# Are there any practical uses of position derivatives beyond Jerk?

Jerk, or the rate of change of acceleration and knowing it has important applications in manufacturing and in motion control (for instance automobiles).
For the life of me, I can’t recall ever reading about the derivatives beyond third order, except that they exist (wiki tells me they are called “snap”, “crackle” and “pop”).
Is there any practical application where the calculating of snap is necessary? Do SpaceX engineers worry about Falcon9 's crackle?

The quintessential example I’ve always heard is that the Hubble Space Telescope engineers set limits on snap/jounce. Wikipedia mentions this. However, their cite leads to this page, which is a dead end. They don’t cite any NASA documentation to support the claim.

I do have a personal theory as to what happened. Since a crucial aspect of Hubble is that it rotates to aim in a certain direction, it may make sense to put a limit on rotational jerk. But rotational derivatives are “one higher” than the equivalent linear derivative. A constant hub speed will have particles on the edge experiencing constant acceleration. An accelerating hub will have particles experiencing jerk. And a hub with non-zero jerk will have particles experiencing jounce/snap. So it may be that they didn’t explicitly limit jounce, but did so indirectly by limiting rotational jerk.

More on the HST, IIRC: they considered 11 orders of time derivative when designing it. I think that means position, velocity, acceleration, jerk, snap, crackle, pop, and 4 more.

The only way I could see that happening would be if they were producing a power-series expansion for some function or another (which may not necessarily have been a position function).

What’s after “Pop”?

Fee, Fie, Foe, and Fum ?

Jeez, I just add milk and maybe some cut fruit

Derivatives of higher order may not all have agreed-upon names, and not often have practical uses, but at least all the derivatives on one function, namely ex are easy to deal with.

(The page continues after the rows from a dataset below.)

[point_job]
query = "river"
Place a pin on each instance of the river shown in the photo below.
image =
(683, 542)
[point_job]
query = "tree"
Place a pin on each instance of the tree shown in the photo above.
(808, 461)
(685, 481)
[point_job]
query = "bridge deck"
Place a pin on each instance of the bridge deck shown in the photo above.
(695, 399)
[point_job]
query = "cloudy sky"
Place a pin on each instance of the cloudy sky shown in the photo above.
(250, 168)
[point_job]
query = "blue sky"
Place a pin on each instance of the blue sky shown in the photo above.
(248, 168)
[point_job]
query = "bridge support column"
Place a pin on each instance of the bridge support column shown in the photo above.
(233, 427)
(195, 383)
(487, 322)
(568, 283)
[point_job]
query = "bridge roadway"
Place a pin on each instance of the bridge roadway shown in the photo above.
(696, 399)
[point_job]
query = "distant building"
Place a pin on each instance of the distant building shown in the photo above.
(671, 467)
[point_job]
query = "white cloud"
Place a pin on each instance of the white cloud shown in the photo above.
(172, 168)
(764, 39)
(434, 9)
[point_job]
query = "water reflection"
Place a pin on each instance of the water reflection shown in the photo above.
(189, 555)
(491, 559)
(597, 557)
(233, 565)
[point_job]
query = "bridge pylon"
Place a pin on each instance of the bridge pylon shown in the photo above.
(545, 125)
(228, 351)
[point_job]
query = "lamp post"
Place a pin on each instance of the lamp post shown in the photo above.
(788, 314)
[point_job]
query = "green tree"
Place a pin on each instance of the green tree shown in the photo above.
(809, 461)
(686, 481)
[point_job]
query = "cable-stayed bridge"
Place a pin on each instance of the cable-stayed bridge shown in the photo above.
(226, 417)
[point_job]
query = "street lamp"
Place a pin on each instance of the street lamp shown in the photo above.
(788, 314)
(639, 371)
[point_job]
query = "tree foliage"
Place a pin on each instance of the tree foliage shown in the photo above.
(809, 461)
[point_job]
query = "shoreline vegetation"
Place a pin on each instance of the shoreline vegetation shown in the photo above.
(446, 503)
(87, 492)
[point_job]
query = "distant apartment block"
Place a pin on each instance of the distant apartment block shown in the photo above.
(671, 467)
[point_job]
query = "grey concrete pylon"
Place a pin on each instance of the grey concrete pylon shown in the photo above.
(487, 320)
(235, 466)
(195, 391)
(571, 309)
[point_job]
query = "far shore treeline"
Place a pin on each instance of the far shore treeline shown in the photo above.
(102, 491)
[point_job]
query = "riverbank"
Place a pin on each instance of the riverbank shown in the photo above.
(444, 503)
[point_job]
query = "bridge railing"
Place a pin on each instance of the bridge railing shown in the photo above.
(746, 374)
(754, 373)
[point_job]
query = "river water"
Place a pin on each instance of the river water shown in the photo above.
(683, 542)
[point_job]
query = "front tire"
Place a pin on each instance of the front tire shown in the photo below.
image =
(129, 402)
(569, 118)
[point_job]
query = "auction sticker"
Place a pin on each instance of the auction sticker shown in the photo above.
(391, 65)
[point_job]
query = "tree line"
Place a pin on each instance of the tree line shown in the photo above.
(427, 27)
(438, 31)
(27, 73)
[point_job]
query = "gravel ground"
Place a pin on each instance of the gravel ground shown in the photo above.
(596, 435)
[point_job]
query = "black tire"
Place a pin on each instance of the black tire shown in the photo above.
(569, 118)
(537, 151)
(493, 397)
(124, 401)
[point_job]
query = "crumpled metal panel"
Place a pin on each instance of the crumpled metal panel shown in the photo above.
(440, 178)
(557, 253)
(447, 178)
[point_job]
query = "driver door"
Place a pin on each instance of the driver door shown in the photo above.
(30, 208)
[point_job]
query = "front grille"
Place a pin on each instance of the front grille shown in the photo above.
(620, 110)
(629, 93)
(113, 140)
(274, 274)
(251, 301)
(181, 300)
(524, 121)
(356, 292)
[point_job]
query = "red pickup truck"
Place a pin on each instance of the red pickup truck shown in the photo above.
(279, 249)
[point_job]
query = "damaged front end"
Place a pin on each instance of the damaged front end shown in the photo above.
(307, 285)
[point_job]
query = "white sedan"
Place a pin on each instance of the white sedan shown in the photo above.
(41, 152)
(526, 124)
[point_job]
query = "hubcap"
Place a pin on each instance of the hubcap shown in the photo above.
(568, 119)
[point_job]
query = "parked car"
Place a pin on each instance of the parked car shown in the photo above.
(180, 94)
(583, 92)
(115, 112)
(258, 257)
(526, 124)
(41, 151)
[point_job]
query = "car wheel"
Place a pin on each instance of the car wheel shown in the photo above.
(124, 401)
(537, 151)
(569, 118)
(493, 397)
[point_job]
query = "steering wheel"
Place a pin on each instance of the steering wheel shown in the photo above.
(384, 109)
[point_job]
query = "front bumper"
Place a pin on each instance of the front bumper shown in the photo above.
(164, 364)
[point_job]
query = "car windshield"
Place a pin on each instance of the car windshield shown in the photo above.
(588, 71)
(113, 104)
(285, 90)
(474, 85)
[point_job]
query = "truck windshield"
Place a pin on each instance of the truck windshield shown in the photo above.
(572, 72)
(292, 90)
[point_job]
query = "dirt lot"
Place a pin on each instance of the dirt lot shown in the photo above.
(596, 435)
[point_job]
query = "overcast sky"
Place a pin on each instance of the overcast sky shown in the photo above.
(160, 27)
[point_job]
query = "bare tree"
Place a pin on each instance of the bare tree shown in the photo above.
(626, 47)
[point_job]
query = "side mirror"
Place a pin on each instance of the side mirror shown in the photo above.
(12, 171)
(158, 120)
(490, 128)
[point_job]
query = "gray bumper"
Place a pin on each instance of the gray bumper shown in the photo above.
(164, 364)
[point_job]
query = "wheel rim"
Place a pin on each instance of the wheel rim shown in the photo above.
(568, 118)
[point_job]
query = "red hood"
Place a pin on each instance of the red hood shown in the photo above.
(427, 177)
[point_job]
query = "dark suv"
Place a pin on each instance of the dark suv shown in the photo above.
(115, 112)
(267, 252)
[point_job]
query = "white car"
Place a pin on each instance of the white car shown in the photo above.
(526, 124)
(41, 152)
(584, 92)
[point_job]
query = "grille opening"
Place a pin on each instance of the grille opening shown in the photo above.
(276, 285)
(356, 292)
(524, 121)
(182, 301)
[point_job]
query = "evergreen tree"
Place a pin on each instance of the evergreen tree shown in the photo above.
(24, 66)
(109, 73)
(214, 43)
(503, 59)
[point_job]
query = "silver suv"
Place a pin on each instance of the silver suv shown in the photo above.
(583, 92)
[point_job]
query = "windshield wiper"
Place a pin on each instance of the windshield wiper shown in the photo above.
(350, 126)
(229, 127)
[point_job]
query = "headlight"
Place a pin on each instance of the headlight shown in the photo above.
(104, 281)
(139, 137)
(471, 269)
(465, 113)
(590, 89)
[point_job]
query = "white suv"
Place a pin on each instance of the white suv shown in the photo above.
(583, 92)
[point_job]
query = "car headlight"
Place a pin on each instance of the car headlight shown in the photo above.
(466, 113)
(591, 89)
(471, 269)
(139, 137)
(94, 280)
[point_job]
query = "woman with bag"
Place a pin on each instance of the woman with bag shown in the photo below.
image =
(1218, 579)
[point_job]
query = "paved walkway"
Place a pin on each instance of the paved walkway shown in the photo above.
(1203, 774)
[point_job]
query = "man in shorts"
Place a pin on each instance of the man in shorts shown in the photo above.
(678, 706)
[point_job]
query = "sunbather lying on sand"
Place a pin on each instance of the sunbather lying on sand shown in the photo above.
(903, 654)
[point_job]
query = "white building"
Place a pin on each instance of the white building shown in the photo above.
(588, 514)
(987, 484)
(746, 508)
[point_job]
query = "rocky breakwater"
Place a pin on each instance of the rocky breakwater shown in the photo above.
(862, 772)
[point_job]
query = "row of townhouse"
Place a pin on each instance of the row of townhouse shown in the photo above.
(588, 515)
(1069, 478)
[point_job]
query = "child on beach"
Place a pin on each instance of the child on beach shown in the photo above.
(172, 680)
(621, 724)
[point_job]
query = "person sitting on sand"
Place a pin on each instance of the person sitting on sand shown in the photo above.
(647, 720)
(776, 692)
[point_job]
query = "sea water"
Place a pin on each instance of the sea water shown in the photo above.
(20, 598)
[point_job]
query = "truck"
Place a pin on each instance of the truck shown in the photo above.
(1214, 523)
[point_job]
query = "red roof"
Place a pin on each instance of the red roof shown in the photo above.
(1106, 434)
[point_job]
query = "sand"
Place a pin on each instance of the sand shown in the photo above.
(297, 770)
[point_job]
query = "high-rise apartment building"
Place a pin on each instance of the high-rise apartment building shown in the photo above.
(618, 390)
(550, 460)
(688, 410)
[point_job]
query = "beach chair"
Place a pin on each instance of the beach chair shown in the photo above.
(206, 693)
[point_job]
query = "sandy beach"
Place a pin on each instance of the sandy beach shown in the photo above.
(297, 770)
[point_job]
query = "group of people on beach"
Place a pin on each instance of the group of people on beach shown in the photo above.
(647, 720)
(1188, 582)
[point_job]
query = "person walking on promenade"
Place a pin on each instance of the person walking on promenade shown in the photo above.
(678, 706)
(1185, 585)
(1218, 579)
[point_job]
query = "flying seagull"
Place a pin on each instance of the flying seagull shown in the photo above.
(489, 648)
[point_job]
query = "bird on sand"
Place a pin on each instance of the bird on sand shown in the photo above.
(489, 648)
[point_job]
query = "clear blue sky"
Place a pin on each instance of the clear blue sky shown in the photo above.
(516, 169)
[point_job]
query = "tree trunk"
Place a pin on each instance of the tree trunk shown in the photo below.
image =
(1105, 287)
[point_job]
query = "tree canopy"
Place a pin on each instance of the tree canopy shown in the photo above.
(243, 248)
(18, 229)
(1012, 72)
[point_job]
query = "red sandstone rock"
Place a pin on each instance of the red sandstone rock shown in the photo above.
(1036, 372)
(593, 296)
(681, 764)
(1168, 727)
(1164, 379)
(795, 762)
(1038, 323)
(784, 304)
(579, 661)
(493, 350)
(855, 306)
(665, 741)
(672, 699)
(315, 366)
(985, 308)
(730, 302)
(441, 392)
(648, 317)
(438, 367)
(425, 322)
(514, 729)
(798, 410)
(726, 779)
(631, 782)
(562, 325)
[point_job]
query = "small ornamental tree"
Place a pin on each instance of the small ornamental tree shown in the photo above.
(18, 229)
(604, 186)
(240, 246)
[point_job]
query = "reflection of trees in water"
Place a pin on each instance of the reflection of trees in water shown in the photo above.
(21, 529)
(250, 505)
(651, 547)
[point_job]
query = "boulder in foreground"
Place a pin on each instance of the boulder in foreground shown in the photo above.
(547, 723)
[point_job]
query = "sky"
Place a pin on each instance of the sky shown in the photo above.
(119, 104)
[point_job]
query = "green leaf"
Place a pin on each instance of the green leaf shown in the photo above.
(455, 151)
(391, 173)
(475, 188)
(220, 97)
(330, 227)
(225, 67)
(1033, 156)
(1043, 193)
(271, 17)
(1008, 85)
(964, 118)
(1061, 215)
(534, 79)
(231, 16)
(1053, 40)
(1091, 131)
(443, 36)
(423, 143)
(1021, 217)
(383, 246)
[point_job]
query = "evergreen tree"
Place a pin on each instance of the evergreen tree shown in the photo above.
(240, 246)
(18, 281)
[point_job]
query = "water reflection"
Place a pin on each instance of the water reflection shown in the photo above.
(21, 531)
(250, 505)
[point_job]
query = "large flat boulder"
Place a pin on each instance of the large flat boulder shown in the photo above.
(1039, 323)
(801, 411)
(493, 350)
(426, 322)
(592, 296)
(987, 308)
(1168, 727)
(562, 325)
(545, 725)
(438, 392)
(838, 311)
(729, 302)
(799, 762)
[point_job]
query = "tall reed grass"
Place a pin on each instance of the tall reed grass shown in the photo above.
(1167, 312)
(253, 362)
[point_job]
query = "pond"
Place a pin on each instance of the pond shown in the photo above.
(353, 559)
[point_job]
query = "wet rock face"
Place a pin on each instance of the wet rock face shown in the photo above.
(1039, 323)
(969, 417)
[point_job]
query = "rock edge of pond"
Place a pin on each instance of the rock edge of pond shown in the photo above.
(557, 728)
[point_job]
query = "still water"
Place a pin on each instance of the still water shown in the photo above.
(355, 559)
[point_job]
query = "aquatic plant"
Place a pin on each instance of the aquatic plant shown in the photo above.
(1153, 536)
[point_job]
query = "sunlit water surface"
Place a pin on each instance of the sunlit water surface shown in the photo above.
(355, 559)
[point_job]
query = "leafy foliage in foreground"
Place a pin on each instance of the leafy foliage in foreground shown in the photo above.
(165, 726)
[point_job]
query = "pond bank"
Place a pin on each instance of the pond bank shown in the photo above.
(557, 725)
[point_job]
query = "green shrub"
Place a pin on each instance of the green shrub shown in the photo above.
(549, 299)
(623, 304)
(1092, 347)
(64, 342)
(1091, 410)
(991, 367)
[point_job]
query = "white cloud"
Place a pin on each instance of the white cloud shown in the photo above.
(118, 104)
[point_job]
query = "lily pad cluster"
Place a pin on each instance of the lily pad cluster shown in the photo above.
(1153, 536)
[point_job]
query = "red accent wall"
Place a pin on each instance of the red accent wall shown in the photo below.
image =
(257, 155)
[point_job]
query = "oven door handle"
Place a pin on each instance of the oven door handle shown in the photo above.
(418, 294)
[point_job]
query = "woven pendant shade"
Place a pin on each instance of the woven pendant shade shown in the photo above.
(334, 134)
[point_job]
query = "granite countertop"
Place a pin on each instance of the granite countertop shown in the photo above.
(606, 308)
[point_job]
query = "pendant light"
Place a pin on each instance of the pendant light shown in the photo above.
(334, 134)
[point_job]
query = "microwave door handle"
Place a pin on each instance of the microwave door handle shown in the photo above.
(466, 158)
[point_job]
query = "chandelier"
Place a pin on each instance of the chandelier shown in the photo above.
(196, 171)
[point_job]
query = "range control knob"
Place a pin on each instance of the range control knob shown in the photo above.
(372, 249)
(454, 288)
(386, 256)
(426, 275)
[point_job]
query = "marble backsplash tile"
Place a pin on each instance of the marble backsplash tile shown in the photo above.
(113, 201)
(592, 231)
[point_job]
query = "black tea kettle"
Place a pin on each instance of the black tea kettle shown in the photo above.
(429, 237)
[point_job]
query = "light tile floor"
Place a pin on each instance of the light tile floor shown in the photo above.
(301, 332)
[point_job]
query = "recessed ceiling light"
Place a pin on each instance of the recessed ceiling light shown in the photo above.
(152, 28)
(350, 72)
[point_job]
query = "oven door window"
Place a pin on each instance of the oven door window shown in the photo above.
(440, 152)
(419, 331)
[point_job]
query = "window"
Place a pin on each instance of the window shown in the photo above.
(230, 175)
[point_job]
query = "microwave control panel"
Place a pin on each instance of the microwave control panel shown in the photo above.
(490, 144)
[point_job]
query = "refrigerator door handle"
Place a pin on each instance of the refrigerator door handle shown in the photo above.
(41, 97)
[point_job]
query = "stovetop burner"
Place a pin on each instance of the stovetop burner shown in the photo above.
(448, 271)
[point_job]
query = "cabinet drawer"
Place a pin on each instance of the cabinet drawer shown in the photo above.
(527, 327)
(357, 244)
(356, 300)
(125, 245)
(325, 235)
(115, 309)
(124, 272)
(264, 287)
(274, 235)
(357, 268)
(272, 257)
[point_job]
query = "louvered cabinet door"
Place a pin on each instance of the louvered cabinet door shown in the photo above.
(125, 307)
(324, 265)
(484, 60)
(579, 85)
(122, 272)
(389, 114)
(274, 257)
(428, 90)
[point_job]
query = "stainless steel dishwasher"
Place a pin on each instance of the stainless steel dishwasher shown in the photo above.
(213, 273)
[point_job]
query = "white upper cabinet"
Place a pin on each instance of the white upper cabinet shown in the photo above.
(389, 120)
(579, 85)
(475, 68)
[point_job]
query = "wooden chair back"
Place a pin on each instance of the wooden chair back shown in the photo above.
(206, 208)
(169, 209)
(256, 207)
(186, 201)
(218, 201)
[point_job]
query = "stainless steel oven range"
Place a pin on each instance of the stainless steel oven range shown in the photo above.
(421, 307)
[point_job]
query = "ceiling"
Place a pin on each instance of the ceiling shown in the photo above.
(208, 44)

The trig functions and the hyperbolic trig functions are nearly as easy.

(Aside)
A bunch of mathematical functions are at a party, and one says to another, “Hey, don’t talk to that guy over there. He’s the derivative operator. He’ll differentiate you!” And the other replies “I’m not afraid of any derivative operator, I’m e^x.” So he goes over and says “Hi, I’m e^x.”, and the other function says “Nice to meet you; I’m the derivative with respect to y.”.

Just so it be clear, what is the mechanical mechanism by which large values of 3rd, 4th, … derivatives fracture or destroy structural materials? How to figure out acceptable limits for my toaster or LEO rocket?